About
I'm an analytics engineer with a privacy-first mindset, an early adopter of AI tooling, and a self-hoster by conviction. I build data pipelines for a living and document my learning journey on this site.
What I do
I've spent the last four-ish years deep in data engineering - building production dbt repositories from scratch, writing and optimizing SQL on Redshift, and setting up CI/CD pipelines that the rest of the team relies on.
The work I enjoy most is the kind with a measurable result: taking a model that runs in 3000 seconds and getting it down to 100. Building a CI/CD pipeline from zero that saves minutes per deployment. Creating internal APIs and tools that make my team's life easier.
I operate across the full stack of my domain - from SQL and data modeling, through Python scripting and API development, to Docker containers, GitLab pipelines, and infrastructure. Not just "someone who writes queries."
I'm always happy to pick up work that stretches past what I already know - often requests that come in from other teams - because that's how I pick up skills that eventually feed back into analytics engineering.
How I think about work
Privacy-first
This isn't a marketing angle. I de-Google my own life, run a homelab instead of relying on cloud services, manage my network through a Mikrotik with Pi-hole, and host my own media on Jellyfin. When I work with data, I naturally think about where it goes and who has access - not because a compliance checklist tells me to, but because that's how I'm wired.
AI-augmented
I use Cursor daily to build dbt infrastructure - rules, skills, automated model generation. I've integrated with the Gemini API for batch processing pipelines. My approach is pragmatic: what does AI actually make better vs. what's just a shiny gadget?

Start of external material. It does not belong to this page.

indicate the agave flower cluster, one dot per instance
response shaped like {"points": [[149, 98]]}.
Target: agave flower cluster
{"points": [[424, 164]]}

Independence and ownership
Side projects and this site run on my own priorities and cadence. At work I still aim to see the whole picture - not just the patch I'm assigned. I enjoy turning dense technical detail into something non-engineers can use; explaining it clearly is how I check that I really get it.
Tech stack
Data & Analytics
DevOps & Infrastructure
Homelab & Networking
AI & Tooling
Learning / Planned
Beyond work
When I'm not building pipelines or tinkering with my homelab, I'm probably running (training for a 5K) or gaming - often both in the same evening.